The grid is bounded but can be quite large. In practice, the starting coordinate will be randomly located around the grid. (So, I don't think it's too important to worry about coordinates outside the bounds of the grid....)
What algorithm can I use to iterate around the circle in this manner?
A simple breadth-first search will do it. Push each neighbour to be examined onto a heap, prioritised by distance. You can probably get away with manhattan distance (dx + dy), but if not just use squared radial distance (dx2 + dy2). Whenever you pop an item it'll be the nearest. If it's empty, you found it. Otherwise push its neighbours onto the heap and keep popping.
I would probably use the square radial distance and only add adjacent squares (not diagonals). The diagonals will be considered later because they are immediately adjacent to other squares. You do need a way to keep track of which squares have already been considered so you don't add them again.
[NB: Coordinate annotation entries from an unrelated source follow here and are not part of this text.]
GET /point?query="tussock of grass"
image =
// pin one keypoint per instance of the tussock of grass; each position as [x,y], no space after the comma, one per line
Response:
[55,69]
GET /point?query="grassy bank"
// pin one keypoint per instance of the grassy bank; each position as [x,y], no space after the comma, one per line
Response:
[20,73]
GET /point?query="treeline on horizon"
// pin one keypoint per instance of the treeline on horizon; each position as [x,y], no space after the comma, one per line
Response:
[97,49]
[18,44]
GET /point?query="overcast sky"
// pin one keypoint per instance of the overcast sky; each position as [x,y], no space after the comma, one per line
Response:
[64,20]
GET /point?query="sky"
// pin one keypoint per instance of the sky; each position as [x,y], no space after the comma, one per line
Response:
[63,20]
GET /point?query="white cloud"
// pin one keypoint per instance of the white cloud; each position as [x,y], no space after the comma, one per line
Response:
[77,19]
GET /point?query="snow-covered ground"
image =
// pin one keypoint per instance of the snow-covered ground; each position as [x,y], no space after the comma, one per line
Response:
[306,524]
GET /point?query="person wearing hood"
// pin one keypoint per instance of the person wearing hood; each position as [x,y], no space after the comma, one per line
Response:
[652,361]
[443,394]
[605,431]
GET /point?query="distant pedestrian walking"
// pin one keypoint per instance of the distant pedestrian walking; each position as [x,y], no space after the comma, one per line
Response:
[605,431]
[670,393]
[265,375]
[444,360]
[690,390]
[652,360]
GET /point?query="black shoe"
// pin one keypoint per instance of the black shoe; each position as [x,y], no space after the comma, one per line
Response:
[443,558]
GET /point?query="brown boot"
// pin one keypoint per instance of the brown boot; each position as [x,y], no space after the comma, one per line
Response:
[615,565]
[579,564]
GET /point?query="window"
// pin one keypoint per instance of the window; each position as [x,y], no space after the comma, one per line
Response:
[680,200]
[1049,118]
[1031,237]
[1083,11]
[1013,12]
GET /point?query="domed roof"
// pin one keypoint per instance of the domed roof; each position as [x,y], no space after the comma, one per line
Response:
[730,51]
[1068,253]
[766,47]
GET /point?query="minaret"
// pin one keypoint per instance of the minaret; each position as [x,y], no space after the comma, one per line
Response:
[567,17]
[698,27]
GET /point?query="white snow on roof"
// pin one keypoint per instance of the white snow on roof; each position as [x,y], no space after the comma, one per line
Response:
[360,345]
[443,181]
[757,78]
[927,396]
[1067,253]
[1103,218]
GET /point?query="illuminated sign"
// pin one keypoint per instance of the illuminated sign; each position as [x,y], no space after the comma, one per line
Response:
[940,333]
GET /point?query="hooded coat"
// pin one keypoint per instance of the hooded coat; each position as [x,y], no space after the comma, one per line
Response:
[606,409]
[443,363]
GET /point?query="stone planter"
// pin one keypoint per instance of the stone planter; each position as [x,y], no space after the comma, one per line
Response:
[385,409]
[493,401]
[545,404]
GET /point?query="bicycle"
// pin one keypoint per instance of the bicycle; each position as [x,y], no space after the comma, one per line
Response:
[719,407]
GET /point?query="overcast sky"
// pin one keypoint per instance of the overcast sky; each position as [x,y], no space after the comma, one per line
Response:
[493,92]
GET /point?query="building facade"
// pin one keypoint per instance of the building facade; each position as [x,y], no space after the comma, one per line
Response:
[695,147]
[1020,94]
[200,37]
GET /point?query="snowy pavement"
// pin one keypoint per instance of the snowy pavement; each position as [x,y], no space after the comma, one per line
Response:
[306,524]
There must be a clever dynamic-programming way of tracking this without having to clear a large grid of booleans each time you search... But saying that, a large grid of booleans will do quite nicely.
If the content of the grid changes often, use methods described in previous answers, that is bread-first search.
If the content of your grid does changes seldom AND Manhattan distance is ok for your application, my advise is to compute the distance transform of the binarized grid (0 if empty, 1 else) distance transform is very simple for Manhattan distance, way more complicated for euclidian distance). This step can be done at a cost of 2*N*M (number of elements of the grid). Then, for each request, you can visit the neighborhood in a very straightforward manner, that is follow the path of min distance starting from the starting cell (like some gradient descent), it will stop at the nearest empty cell. May be really faster to search with this algorithm, as you don't look in the wrong way for an empty cell more than 1 cell far.